Obviously one does not need to reply to every e-mail received with “I got your e-mail”, but there are exceptions. Some people need to know you received their e-mail. For example, when I write proposals, I often need inputs from my engineers. Let’s say I know the input is due in a week, but will only take the engineer a day to write. I usually make the request due in 4-5 days. If they haven’t replied in a day or two, I make it a habit to follow up and say, “do you have any questions about what I need on that input?” 50% of the time I get a “no, I understand what you want but haven’t had time to do it yet”, the other 50% of the time, they haven’t even read my e-mail yet, which gets them to and gets me a more rapid response.
I can’t tell you the number of times I used to just trust the engineers to write something and gave them the entire week. Many were notorious for not opening the e-mail until five minutes before it was due and then either claiming they couldn’t do it and try to task someone else (which they could have done a week prior if that was true), or they waste your time cutting and pasting unrelated garbage into their input and somehow hope you won’t notice. After getting burned with that, I now make an effort to figure out who the people are who I can trust and who trust me and remind (or reply) accordingly based on their expectations, nervousness, and apathy. With a new person, I treat them normally until I get some indication that need a ‘special reply’ treatment, which usually becomes apparent pretty quickly.
if someone is telling me a time or place then I reply to let them know I got it. If they don’t hear from me then it’s entirely possible I didn’t receive or didn’t notice the text, and then they’re waiting for me, I don’t show up because I didn’t hear from them and assumed it was off, etc.
Also her reply doesn’t sound really that annoyed to me. She wanted to know that you got the message, one possible reason you wouldn’t is that you were having problems with your phone. I have people tell me all the time “Hey your voicemail is full” or whatever. People usually don’t call their own phone numbers so the only way they’d know about a problem is that someone tells them about it.

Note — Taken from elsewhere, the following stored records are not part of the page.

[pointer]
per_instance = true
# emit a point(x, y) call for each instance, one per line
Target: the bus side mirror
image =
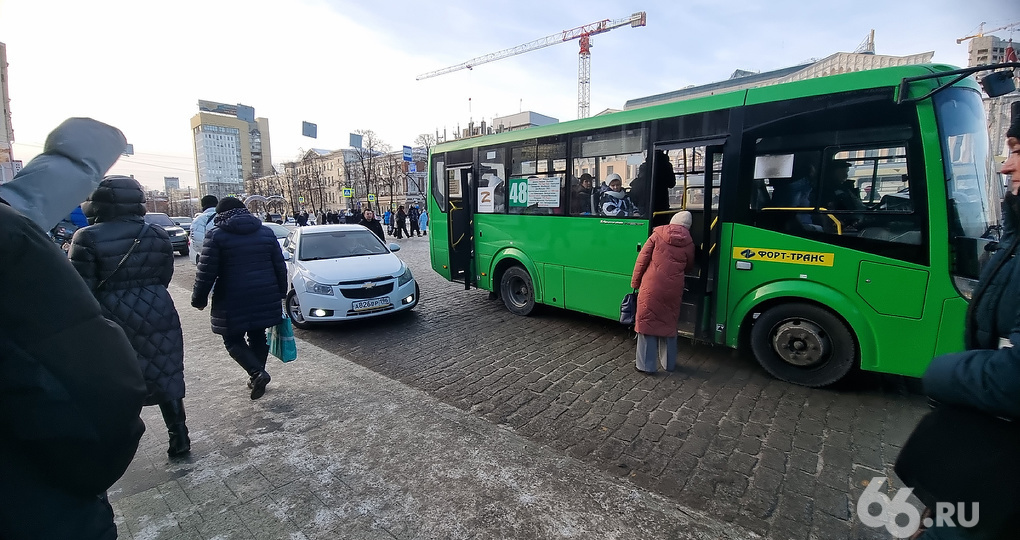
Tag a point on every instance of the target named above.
point(999, 84)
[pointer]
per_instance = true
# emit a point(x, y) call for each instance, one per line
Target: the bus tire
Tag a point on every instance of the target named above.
point(803, 344)
point(517, 291)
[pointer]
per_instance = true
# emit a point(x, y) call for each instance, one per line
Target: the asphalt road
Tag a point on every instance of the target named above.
point(717, 444)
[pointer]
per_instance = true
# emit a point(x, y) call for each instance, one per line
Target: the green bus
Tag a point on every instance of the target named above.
point(839, 222)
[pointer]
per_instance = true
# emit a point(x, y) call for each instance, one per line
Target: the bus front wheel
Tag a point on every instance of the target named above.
point(803, 344)
point(517, 291)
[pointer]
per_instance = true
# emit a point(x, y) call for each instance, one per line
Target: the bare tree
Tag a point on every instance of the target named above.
point(365, 156)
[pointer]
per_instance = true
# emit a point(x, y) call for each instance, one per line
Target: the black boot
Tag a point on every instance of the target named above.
point(173, 416)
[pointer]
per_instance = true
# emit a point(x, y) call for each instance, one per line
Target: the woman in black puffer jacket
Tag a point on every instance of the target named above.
point(243, 265)
point(132, 290)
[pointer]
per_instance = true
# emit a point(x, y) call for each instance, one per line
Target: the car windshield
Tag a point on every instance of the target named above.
point(159, 218)
point(278, 230)
point(340, 244)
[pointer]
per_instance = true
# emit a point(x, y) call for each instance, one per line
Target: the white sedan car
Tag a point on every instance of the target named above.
point(343, 273)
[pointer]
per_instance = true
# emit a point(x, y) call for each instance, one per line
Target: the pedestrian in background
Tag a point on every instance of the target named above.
point(658, 277)
point(373, 225)
point(243, 266)
point(128, 265)
point(412, 217)
point(71, 389)
point(202, 225)
point(423, 222)
point(401, 226)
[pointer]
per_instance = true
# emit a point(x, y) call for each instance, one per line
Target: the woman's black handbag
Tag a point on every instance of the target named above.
point(959, 454)
point(628, 308)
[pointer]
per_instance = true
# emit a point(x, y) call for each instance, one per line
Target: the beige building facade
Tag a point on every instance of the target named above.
point(228, 150)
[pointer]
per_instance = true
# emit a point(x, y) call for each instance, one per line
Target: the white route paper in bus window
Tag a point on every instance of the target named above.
point(544, 192)
point(487, 200)
point(769, 166)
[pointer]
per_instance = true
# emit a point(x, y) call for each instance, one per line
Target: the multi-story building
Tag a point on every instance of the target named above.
point(986, 49)
point(231, 145)
point(8, 167)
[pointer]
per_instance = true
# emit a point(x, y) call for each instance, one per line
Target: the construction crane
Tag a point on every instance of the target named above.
point(583, 34)
point(981, 31)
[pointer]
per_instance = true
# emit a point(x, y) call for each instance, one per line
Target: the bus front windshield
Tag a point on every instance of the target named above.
point(972, 193)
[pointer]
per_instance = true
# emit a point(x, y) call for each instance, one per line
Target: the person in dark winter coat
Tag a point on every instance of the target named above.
point(985, 377)
point(70, 388)
point(244, 267)
point(658, 277)
point(128, 266)
point(401, 226)
point(373, 225)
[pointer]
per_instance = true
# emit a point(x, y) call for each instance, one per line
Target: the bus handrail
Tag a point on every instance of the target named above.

Oh, no, she wasn’t really annoyed like it affected our friendship or anything. And it was sweet of her to let me know in case there was an error - and also so now I know to “overtext” in my mind, with her. It was a sweet and graceful way to let me know I’d made a social faux pas as well as check that there wasn’t a technological issue. That’s because she’s a sweet and graceful person - which are two of the many reasons she’s my friend!